If you are looking for a tool rather than a showoff piece, better to get something without embelishment.



Galley Swiller

post #14 of 17
post #15 of 17
Originally Posted by chaski View Post

Interesting - is it difficult to sharpen VG10 because it takes a long time due to wear resistance and therefore requires consistency of angle running across the stones? 

This is the knife series in question: http://www.japanesechefsknife.com/SaiunDamascusSeries.html#Saiun

Those Misono knives look good - do they hold an edge well? 

VG-10 is very difficult to sharpen. The Misono 440 is finely grained and will sharpen easily. Edge retention is not spectacular. Expect some frequent touching-ups. A few strokes on a 2k, some leather and that's all.
post #16 of 17
Thread Starter 

Thanks for the tips guys! It really is helpful. 


I get the feeling I will end up spending a bit of £££ to figure all of this out, but that's generally how things go in life to figure out what's right for you. Lord alone knows I've spent enough on snowboarding equipment/tools doing the same!

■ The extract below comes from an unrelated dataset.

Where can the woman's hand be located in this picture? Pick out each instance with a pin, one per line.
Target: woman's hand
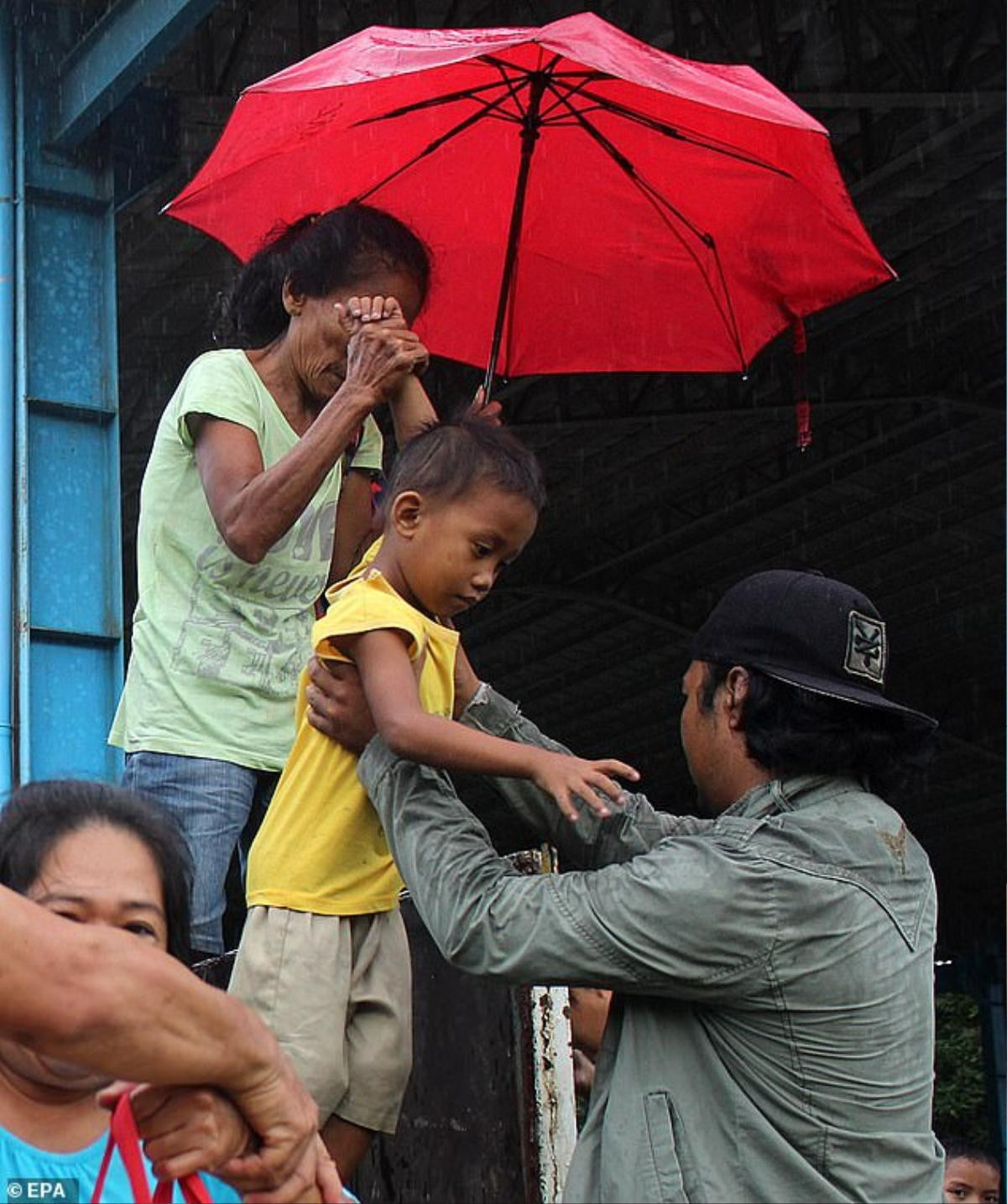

A bit out of budget, but trying to blend my quest for some level of aesthetic joy and the suggestions made... would this be a suitable (albeit out of budget) alternative? R2 PM steel, with a similar design to the original knife I asked about. 



Other than that, I'm most keen on the Takamura and the Tojrio suggested above. I think the point Gary made about overly 'pretty' knife blades looking crap after extended use is a really valid one, so am leaning towards a simpler looking blade and focus on the over all shape/profile for my aesthetic (and practical) needs rather than the detailing.   

post #17 of 17
Thread Starter 

I should also say one difficulty for me is actually obtaining these knives as if I import one I may have to pay customs charges and dealing with a return issue would be a nightmare if I pick the wrong one! 


Edit: I made a post before this one, but it's awaiting moderation as I posted a link to a UK shop asking about a Shibata Kotetsu SG2 Bunka 180mm.